Bridge restoration on the Staffordshire & Worcestershire Canal

A traditional brick arched bridge on the Staffordshire & Worcestershire Canal is currently being restored in order to bring it back to its former glory.

Using traditional heritage techniques we will be rebuilding the bridge walls using new brick which should closely match with the original 200 year old brickwork. Tony Harvey

LimeKiln Bridge on the Staffordshire & Worcestershire Canal near Kidderminster has been modified over the years and will now be rebuilt using new attractive brickwork. This project will enhance the overall appearance and take the bridge back to its original form.

The project is supported by Wyre Forest District Council who negotiated £35,000, through an agreement with an adjacent housing developer towards the cost of the works.
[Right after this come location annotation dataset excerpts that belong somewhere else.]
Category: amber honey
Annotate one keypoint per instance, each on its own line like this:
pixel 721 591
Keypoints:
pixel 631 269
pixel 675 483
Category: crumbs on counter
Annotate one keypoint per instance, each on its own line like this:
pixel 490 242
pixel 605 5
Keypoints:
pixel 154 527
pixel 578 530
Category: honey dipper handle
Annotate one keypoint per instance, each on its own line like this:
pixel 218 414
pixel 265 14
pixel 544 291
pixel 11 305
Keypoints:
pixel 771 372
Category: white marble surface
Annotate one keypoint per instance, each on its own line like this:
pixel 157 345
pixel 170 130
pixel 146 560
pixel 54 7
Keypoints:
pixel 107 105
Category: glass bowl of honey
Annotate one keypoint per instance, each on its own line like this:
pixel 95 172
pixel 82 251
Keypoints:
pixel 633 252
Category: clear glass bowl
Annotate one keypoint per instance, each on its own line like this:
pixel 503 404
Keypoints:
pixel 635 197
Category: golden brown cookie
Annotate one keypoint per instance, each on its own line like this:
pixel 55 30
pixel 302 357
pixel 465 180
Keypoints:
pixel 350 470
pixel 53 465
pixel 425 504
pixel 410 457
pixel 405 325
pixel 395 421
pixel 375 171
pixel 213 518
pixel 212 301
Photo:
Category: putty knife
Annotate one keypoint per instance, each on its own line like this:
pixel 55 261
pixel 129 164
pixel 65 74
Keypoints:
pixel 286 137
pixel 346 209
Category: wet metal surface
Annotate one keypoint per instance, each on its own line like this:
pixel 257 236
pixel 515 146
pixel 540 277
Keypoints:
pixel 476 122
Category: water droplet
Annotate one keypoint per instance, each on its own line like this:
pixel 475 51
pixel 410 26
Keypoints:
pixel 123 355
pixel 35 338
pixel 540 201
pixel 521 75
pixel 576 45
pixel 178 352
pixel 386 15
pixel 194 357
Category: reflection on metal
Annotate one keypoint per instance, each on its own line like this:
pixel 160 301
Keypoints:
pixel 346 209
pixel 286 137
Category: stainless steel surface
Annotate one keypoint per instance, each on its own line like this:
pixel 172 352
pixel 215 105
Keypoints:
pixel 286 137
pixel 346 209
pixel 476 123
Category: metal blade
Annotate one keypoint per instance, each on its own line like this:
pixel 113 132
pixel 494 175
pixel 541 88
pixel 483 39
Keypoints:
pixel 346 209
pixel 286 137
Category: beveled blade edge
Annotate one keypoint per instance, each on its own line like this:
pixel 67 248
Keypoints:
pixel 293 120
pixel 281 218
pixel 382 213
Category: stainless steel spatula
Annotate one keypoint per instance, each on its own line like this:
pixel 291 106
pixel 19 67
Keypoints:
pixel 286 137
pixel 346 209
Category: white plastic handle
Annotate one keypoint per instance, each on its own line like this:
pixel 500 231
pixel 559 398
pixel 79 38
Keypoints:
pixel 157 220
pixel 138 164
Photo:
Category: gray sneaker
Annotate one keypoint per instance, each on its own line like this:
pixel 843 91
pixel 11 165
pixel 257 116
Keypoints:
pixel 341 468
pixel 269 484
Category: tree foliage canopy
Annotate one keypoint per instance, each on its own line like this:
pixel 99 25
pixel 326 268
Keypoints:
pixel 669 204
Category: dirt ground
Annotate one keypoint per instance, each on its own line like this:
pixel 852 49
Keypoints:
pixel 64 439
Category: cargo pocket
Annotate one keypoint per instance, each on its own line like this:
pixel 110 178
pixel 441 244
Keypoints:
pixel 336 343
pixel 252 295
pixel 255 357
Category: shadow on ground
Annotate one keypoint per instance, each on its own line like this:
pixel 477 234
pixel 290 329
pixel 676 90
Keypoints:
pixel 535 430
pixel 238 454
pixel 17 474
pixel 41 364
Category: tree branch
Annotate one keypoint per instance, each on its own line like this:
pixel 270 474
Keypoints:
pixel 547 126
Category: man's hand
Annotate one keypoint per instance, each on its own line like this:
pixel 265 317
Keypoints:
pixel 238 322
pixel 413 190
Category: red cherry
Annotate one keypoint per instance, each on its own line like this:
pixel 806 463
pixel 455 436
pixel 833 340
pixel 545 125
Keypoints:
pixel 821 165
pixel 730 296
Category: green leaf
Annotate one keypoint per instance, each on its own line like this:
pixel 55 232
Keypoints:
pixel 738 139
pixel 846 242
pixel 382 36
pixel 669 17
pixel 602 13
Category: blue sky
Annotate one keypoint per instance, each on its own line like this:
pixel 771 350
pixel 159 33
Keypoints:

Tony Harvey, head of enterprise from the Canal & River Trust, said: “LimeKiln Bridge is a really popular canal crossing point for walkers and cyclists from the local area but over time it has become slightly tatty and the metal bridge sides are starting to corrode and now need to be replaced. Using traditional heritage techniques we will be rebuilding the bridge walls using new brick which should closely match with the original 200 year old brickwork.”

Symbolic of the waterways

Councillor Anne Hingley, Wyre Forest District Council’s cabinet member for place-shaping said: “It will be great to see this bridge restored and look more in keeping with the other heritage bridges in the area. 

"Brick built bridges are symbolic of the waterways and the residents living at the new Bellway Housing Development are really lucky to have a great example of this heritage right on their doorstep. The bridge provides easy access to the canal for many residents that live alongside it and, once fully restored, it will be a much treasured local landmark.”

To mark the completion of the project special carvings will be etched into the brickwork to mark the year the bridge was restored.  This is a tradition when building bridges and is in keeping with the bridges in the local area.